= Percy Frobisher Pilbeam =

Fictional character in P. G. Wodehouse stories

Percy Frobisher Pilbeam is a fictional character in the works of P. G. Wodehouse. A journalist turned detective, he is a rather weak and unpleasant man, generally disliked by all. He appears in several novels but is perhaps best known for his involvement with the denizens of Blandings Castle, in Summer Lightning (1929) and Heavy Weather (1933).

==Character==
Pilbeam is a rather slimy-looking man with shiny black hair in a marcelled wave, eyes a little too close together, pimples, and a shabby-looking moustache (occasionally described as "fungoid"). He has a tendency to dress in loud check suits and has a taste for pretty girls. Pilbeam possesses an efficient and practical mind, full of pep and vigour.

A member of the "Junior Constitutional Club" and an F.R.Z.S., Pilbeam is also a keen motorcyclist. His taste for girls is evident in his approval of Miss "Flick" Sheridan, and his adoration and pursuit of Sue Brown (which enrages Ronnie Fish to the extent of running amok and destroying a restaurant).

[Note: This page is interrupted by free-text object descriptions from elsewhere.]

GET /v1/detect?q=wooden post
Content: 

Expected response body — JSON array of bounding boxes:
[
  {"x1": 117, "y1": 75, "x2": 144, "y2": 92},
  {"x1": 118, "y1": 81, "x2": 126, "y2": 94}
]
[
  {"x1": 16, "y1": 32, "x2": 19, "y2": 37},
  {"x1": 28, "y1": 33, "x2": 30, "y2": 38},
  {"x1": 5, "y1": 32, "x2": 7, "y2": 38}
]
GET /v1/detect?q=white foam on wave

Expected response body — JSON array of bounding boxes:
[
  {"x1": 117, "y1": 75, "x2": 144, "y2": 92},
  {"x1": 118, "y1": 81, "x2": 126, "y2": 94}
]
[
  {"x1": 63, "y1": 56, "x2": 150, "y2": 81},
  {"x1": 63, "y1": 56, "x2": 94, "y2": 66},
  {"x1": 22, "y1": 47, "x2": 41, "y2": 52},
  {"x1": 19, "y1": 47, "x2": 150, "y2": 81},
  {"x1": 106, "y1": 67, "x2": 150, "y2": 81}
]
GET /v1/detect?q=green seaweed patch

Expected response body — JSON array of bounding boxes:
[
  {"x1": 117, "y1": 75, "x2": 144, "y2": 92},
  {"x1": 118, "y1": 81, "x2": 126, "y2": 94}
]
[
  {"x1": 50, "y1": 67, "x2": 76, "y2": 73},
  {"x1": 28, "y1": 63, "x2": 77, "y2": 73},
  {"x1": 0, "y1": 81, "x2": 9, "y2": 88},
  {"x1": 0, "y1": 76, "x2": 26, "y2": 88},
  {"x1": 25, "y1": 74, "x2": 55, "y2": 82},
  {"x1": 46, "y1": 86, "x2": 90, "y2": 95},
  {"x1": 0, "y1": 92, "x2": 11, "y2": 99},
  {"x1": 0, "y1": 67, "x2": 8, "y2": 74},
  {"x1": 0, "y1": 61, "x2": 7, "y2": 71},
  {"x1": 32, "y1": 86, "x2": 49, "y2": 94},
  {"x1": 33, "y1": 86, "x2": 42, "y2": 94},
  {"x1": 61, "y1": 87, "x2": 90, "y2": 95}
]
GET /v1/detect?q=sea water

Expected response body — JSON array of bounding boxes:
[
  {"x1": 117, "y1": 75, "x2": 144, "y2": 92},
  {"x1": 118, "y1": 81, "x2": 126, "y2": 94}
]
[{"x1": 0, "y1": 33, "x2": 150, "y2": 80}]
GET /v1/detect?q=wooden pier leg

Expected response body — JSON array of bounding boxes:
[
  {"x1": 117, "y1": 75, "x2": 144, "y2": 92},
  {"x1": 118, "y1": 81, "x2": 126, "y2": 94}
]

Pilbeam has a paralyzing fear of pigs, having read once that a pig, on finding a stranger in its sty, will go for him like a tiger and tear him to ribbons. He has a fondness for champagne, a drink he finds highly useful in priming himself for tense meetings with the nobility.

==Appearances==
- Bill the Conqueror (1924) - in which Lord Tilbury first employs him as a snoop
- Sam the Sudden (1925) (U.S. title: Sam in the Suburbs) - mentioned only in passing
- Summer Lightning (1929) (US title: Fish Preferred) - in which he visits Blandings Castle
- Heavy Weather (1933) - in which he is still at Blandings
- Something Fishy (1957) (US title: The Butler Did It) - in which his agency is again employed
- Frozen Assets (US title: Biffen's Millions) (1964) - in which he is re-employed by Lord Tilbury.

==Career==
Pilbeam is introduced in Bill the Conqueror, where he is the deputy to Roderick Pyke as editor of Society Spice. He is considered a far more capable and trustworthy man by Lord Tilbury, the head of the Mammoth Publishing Company. Pilbeam is entrusted with many delicate tasks by Tilbury and rarely disappoints.

After Roderick leaves his father's employ, Pilbeam takes over as the head of Society Spice. He leaves his job to found the Argus Detective Agency, where he impersonates a man to retrieve compromising letters for Sir Gregory Parsloe-Parsloe. Pilbeam later works at Blandings Castle into the events of Heavy Weather and is once again asked to steal Galahad's book by Parsloe-Parsloe.

He reappears in Something Fishy, published some 24 years later.

==Television==
In a 1995 adaptation of Heavy Weather, made by the BBC and partners and broadcast in the United States by PBS, Pilbeam was played by David Bamber.